Cohen's kappa coefficient analysis
To establish a comprehensive understanding of the diagnostic process, the baseline performance of the classifiers was first assessed using Cohen's kappa coefficient. This statistical measure accounts for chance agreement and provides a robust method for gauging concordance in binary-classification tasks. By comparing the predictions of the AI model and each human evaluator with the gold standard, we obtained a baseline diagnostic accuracy that reflected the true performance without the influence of AI. The kappa scores were calculated using Scikit-learn, and heatmaps for visualization of agreement levels were generated with Matplotlib, illustrating the alignment between the gold standard and the evaluators' diagnoses.
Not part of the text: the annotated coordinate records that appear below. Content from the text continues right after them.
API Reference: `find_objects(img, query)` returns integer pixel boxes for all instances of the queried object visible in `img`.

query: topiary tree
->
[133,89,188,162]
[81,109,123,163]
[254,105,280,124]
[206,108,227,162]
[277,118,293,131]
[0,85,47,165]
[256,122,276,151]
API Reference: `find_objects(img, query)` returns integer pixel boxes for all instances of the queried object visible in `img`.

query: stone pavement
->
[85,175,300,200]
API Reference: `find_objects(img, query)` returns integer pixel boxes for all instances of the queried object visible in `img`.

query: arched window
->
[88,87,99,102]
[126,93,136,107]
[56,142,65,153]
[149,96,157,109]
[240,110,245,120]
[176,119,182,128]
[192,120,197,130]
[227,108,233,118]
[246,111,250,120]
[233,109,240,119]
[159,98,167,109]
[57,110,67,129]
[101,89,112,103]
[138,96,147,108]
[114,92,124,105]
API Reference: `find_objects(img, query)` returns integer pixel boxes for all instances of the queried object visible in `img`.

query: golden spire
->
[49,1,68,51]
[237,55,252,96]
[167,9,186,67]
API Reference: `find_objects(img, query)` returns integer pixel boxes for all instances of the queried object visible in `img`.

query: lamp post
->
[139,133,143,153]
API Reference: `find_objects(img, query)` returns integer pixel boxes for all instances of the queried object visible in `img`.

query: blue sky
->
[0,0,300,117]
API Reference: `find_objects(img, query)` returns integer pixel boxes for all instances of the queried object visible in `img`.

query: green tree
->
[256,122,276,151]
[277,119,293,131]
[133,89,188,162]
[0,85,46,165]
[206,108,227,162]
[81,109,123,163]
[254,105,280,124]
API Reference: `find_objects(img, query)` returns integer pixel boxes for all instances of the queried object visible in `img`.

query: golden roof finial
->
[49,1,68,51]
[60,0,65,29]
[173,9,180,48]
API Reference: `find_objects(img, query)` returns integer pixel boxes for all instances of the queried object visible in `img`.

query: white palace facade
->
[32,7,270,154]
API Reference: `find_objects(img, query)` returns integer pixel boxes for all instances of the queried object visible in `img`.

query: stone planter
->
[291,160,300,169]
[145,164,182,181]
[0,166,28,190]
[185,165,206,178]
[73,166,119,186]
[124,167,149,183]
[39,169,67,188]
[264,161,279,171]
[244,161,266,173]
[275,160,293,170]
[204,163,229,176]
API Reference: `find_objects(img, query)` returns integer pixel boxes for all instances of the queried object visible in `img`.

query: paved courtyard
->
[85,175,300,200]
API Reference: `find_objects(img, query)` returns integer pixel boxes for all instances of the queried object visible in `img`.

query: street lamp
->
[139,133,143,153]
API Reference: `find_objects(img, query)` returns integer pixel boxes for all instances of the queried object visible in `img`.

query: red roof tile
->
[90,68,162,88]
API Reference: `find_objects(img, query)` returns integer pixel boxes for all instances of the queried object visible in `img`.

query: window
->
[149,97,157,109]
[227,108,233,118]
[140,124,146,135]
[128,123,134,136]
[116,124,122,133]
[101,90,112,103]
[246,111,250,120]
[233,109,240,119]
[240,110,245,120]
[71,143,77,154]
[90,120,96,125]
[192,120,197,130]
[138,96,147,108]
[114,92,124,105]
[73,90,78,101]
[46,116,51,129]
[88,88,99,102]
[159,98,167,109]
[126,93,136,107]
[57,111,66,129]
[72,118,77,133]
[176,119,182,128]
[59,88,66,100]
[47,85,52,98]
AI-assisted Implementation
Following the baseline assessment, an AI assist was used to evaluate its impact on diagnostic performance. The YOLOv5x model was integrated into the diagnostic workflow, providing real-time assistance by presenting predictions and bounding boxes for abnormal cell clusters along with cytological slides. This enabled a direct comparison of the evaluators' performance metrics, with and without the aid of AI. The accuracy is defined as the ratio of the number of correctly predicted observations to the total number of observations and is defined as
$$Accuracy = \frac{TP +TN}{TP + TN + FP + FN}$$
Precision, recall, and F1 score were defined in the 'Model Performance Evaluation using Static Images in Object Detection' section. A paired t test using SciPy was conducted to statistically compare these metrics, offering a clear visualization of the performance differences in a boxplot format using Matplotlib.
Time Measurement for Diagnosis
The efficiency of the diagnostic process, with and without an AI assistant, was quantified by measuring the time taken to diagnose a set of patients. This study focused on the practical application of AI in a clinical setting, aiming to identify any significant time savings offered by the integration of AI technology. The total diagnostic time for all patients was recorded in a controlled environment, and a paired t test was applied to determine the significance of the time differences, thereby highlighting the potential for AI to streamline the diagnostic workflow.